Zahabi told Rogan he believes the Irishman’s cardio issues could be down to his genetics when it comes to conserving his energy (via Bloody Elbow):
“It think it’s partly genetic,” Zahabi said. “I call it the touch of death. He’s got that left hand, it’s the touch of death. That touch of death comes at a cost. How do you have the touch of death? Where does power come from? No. 1 on the list, number one, is where your muscle is attached to the bone. It’s genetic. So, Mike Tyson, he has a powerful left hook not because his coach taught him how to hit a left hook.

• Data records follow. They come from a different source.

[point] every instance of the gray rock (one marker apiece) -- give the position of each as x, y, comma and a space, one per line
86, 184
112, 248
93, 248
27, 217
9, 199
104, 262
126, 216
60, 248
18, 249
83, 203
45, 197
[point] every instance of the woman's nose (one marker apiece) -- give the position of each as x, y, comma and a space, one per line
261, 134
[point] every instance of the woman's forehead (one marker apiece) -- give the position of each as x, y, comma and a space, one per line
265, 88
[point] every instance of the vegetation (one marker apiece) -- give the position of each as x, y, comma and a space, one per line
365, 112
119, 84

“He could have hit a left hook like that if he had a mediocre trainer. It has to do with the leverage of his bones,” he continued. “So, for instance, imagine a really heavy pole that weighs a hundred pounds, and I want to stand it up. Well, depending on where I grab it, I’m gonna have more resistance or less resistance. If I grab it near the end, I have more leverage. So where your muscles are attached to the bone is gonna dictate how much leverage you get out of it.”

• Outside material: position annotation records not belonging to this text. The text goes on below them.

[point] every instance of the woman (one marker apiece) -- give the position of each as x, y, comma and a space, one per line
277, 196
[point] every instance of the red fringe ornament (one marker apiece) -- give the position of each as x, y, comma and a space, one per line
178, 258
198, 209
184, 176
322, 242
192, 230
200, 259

“If you have a fast-twitch muscle fiber, you can hold less oxygen, but it can twitch faster. Hence the name,” Zahabi explained. “So, if you’re a slow-twitch muscle fiber guy, you can metabolize more oxygen, but you can’t twitch as fast. So, there’s a give and take. So you have a guy like Nick Diaz who needs to knock you out with volume. He can’t knock you out with one shot,” he added. “Look at B.J. Penn. If round one, he doesn’t knock you out, the likelihood of him knocking you out in round two is less. Diaz is the opposite.
“The likelihood of him knocking you out in round three is higher than round one, because of the cumulative attack. McGregor, look at his stats. It’s all round one knockout, round two knockout (using) his fast-twitch, high-leverage left hand. If you take him into deep waters, his fast-twitch muscle fibers cannot metabolize with Mayweather. Mayweather’s so smart, he let McGregor work for three rounds. ’I knew you’re getting excited, keep working. And when you have nothing left, I’m gonna put you out.’ That was such a brilliant strategy.”